Pierwsza? Warszawa M-20 powraca do Polski
Odnalezienie pierwszego egzemplarza Warszawy M-20, który zjechał z linii montażowej warszawskiej FSO dokładnie 6 listopada 1951 roku o godzinie 14.00, wzbudziło sensację wśród miłośników zabytkowej motoryzacji. Ten historyczny samochód, symbol „polskiego” przemysłu motoryzacyjnego, sprowadził do kraju Patryk Mikiciuk, znany dziennikarz motoryzacyjny i współwłaściciel Muzeum Motoryzacji i Techniki w Otrębusach. Odkrycie okazało się niezwykłe nie tylko ze względu na wiek pojazdu, lecz także z uwagi na tajemniczą historię jego zniknięcia i poszukiwań.
Warszawa M-20 była pierwszym „polskim” samochodem osobowym produkowanym po II wojnie światowej. W rzeczywistości początkowo planowano produkcję licencyjnych Fiatów 1100, ale projekt przerwano ponoć na żądanie samego Józefa Stalina. Zamiast tego na liniach montażowych Żerania pojawił się model GAZ-M20 Pobieda, produkowany pod nazwą Warszawa M-20. Pierwsze egzemplarze były jedynie składane i oznaczane w Polsce, podczas gdy rzeczywista produkcja ruszyła później. Choć jak widać na filmie Polskiej Kroniki Filmowej pt. Pobiedy dla Warszawy, pierwsze egzemplarze Pobied, przywożono również gotowe w skrzyniach do Warszawy.
R e k l a m a
Podobno pierwszy egzemplarz Warszawy M-20 trafił do użytku marszałka Konstantego Rokossowskiego, jednak ślad po nim zaginął. Fabryka próbowała go odnaleźć już w latach 70., oferując właścicielowi w zamian nowego Poloneza, ale bez skutku. Przełom nastąpił dopiero niedawno, gdy Patryk Mikiciuk wytropił samochód w Finlandii, gdzie należał do Augusta Aaltonena, ojca słynnego kierowcy rajdowego Rauno Aaltonena.

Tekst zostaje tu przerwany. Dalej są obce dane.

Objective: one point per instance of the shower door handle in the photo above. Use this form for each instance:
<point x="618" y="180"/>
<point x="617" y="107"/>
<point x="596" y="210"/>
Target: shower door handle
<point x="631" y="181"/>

Po premierze auta w Muzeum Motoryzacji i Techniki w Otrębusach, jak to często bywa przy tego typu znaleziskach, pojawiło się więcej plotek i spekulacji, niż włosów na głowie, czy faktycznie jest to pierwsza Warszawa, a może pierwsza sprzedana oficjalnie do dealer’a. Pewnie tego się już nie dowiemy, niemniej jest to z pewnością najstarszy egzemplarz Warszawy M-20, jaki możemy oglądać w naszym kraju i choćby dlatego, jest to naprawdę sensacyjne odkrycie, które ciężko pewnie będzie pobić w najbliższym czasie.